The government also apparently faces a dilemma over rising fertilizer prices, which will have a direct impact on food inflation and farmers’ livelihoods.

But how to overcome this crisis?

“Given the current reality of this commodity price shock hitting us in the midst of a pandemic, there are four aspects to consider,” said former World Bank chief economist Dr. Zahid Hussain, while discussing solutions with this writer. “First, the government needs to assess whether it will pass the extra expense on to the people or fund it itself. Second, if the government decides to adjust commodity prices, then we need to consider how the adjustment would be made.: what is the formula and whether the adjustment would be in line with international rates. There should be full transparency in this regard.
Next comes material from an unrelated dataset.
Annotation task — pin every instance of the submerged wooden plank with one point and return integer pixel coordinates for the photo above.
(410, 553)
Thirdly, with regard to oil prices, in particular, in the past , when the price of fuel was lower in the international market, prices were not realigned in Bangladesh, on the pretext that the BPC could take the opportunity to recoup the losses it had suffered in the past. this is the case, the BPC should now be able to absorb the current shock.

“Finally, the government needs to focus on the prioritization of subsidies. It needs to look at where subsidies benefit the masses and where subsidies benefit certain groups. For example, at the start of the pandemic, the government allocated a plan of stimulus of Tk 40,000 crore for large industries and the service sector, to be disbursed by commercial banks in the form of working capital loans at an interest rate of 9%, of which 4.5% was borne by the beneficiaries and the remaining 4.5% by the government as a subsidy In the context of the current rebound in the economy, the government can now reassess the impact and the necessity of this 4.5% subsidy on the plans of revival of major industries and, if deemed appropriate, channel some of the funds to cover rising commodity prices,” he said.

Moreover, before considering any commodity price adjustment, the government must address the system’s losses in the utility sector and eliminate the irregularities for which this particular sector is so notorious. In addition, the government should also address the problem of energy overcapacity, which is draining money. According to the media, in 2020-21, around 60% of the installed capacity remained unused, resulting in an avoidable expenditure of Tk 13,200 crore, which had to be paid to the rental power plants as a capacity charge. On the contrary, it is an example of reckless mismanagement of public funds and resources.

Given the current scenario – where queues are only getting longer in front of TCB trucks selling essential goods at discounted prices – policymakers, bureaucrats and relevant stakeholders, including economists, need to gather and consider all possible options to make the situation bearable for ordinary mortals. We do not want our people to resort to desperate measures to make ends meet.

The pandemic has not only taken direct casualties but also driven some to commit suicide out of desperation as they failed to provide for their loved ones. We will remember the case of Khokon Hossain, 26, from Rajshahi, who committed suicide last July after losing his job during the confinement. There are many like Khokon Hossain who are finding it increasingly difficult to survive in these trying times. In the midst of all this, the government cannot and should not make people more vulnerable by exposing them to higher inflation.

This is an issue that government and policy makers need to take seriously. People cannot be hung to dry.